杜锦棠大概了解这个家的区域划分,四楼整层都是周叔叔夫妻的地方。
逛完了,“二哥”周聆谚也回来了。
他穿着西装式的校服,像电视剧里的纨绔少爷,进门先扔书包,见杜锦棠的第一眼,十分难以置信。
“爸,你从哪个黑煤窑,挖出一个黑奴?”
杜锦棠自卑的低着头,不敢动餐桌上的筷子,却听见“哐当”一声,周聆谚被周承翰敲了一下,抱头惨叫:“我又没说错!你们领养女儿,也养个好看的呀,这……都快变异了!”
“我不要这个妹妹,丑的要死!”
杜锦棠更难过了,抿着嘴想逃跑。
“你给我闭嘴!小心我抽你!”
周叔叔气急败坏,勺子又敲了周聆谚一下,恐吓道:“以后她就是你妹妹!要是你敢欺负她,你就别想从我这里得到零花钱!”
恐吓味道浓厚,周聆谚屈膝于淫威之下,一边夹菜,还不忘给杜锦棠做鬼脸。
那种嫌弃,杜锦棠很熟悉。
此时,一直没说话的季淑雅冷咳了两声,训斥杜锦棠:“头抬起来吃饭,背不要弯,没规矩。”
杜锦棠吓了一跳,连忙按照她说的做,全程看她的脸色吃饭,多一筷子菜都不敢夹。
周聆谚心情好了许多,吃饭倍儿香。
肉真好吃,她的记忆中,从没有坐着吃过一顿完整的饭,吃完饭,杜锦棠下意识要站起来帮忙收碗,又被季淑雅挑剔:“坐下!摇摇晃晃,没家教!”

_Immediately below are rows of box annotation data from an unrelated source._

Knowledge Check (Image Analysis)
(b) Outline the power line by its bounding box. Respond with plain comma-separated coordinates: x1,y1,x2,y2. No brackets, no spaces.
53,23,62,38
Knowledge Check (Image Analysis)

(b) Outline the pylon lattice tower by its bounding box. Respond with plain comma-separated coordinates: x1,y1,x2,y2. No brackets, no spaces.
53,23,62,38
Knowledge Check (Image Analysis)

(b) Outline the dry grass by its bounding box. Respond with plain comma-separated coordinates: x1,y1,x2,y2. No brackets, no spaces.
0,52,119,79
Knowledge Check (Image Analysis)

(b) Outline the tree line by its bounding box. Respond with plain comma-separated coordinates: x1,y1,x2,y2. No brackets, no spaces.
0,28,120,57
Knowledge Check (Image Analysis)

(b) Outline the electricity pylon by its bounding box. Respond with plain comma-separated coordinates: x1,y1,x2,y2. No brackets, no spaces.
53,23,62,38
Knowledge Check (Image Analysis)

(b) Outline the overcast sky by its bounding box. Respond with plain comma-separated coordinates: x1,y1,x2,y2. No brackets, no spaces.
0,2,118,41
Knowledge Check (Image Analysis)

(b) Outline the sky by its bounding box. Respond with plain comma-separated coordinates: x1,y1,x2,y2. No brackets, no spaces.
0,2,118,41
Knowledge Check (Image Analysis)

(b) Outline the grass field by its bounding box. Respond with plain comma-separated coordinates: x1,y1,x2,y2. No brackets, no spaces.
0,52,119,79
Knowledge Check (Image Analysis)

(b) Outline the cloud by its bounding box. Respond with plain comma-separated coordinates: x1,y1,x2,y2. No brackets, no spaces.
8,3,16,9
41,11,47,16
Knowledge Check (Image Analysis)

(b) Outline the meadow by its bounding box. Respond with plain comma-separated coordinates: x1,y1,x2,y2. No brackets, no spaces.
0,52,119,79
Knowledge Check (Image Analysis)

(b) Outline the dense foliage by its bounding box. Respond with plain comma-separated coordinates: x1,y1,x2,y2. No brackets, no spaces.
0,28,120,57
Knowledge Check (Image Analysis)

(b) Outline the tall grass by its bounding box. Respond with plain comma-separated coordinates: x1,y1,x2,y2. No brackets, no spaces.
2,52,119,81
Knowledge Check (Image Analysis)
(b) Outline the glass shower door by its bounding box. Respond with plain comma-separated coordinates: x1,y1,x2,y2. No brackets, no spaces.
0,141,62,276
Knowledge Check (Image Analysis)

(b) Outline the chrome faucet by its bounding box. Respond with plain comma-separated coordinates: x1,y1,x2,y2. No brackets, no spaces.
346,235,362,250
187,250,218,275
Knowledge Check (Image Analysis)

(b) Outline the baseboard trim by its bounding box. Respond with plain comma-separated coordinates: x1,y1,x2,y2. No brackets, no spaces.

她吓得不敢乱动,不知道自己哪里做错了,乞求地看着周叔叔,却见后者悠哉地喝茶,根本不阻止老婆对她挑剔。
“你看他也没用,这个家我说了算。”
季淑雅半个眼看不上她这副做贼的样子,道:“你进了我家的门,就要守我家的规矩,下个礼拜给你找礼仪老师,学不好,挨打也没人救你!”
杜锦棠最不怕挨打,她只怕挨饿。
小姑娘神情没有反抗,眼神里也没有叛逆,季淑雅心里才舒服一点,道:“你在家里适应环境,休息三个月,下半年,你和聆谚一起去上学。”
就是嘴笨了点,不知道讨好人,其他还过得去。
“又是我?我不要!”
周聆谚哀嚎,一连三个拒绝:“我带着这个黑奴,朋友非得笑死我,不说别人,就说那个韩惜君……卧槽!她用脚笑话我!!!你们不如让我去流浪!!!”
想想以后被女人笑话,周聆谚还不如被亲爹打。
“你不要是吧?!你怕被笑话是吧?!”
周承翰发挥他作为一家之主的威严,起身出去不到五分钟,拿着一个电动剪发的推子进来,压住周聆谚,直接往头上招呼:“说脏话!欺负妹妹!老子让你明天就被笑话!!!”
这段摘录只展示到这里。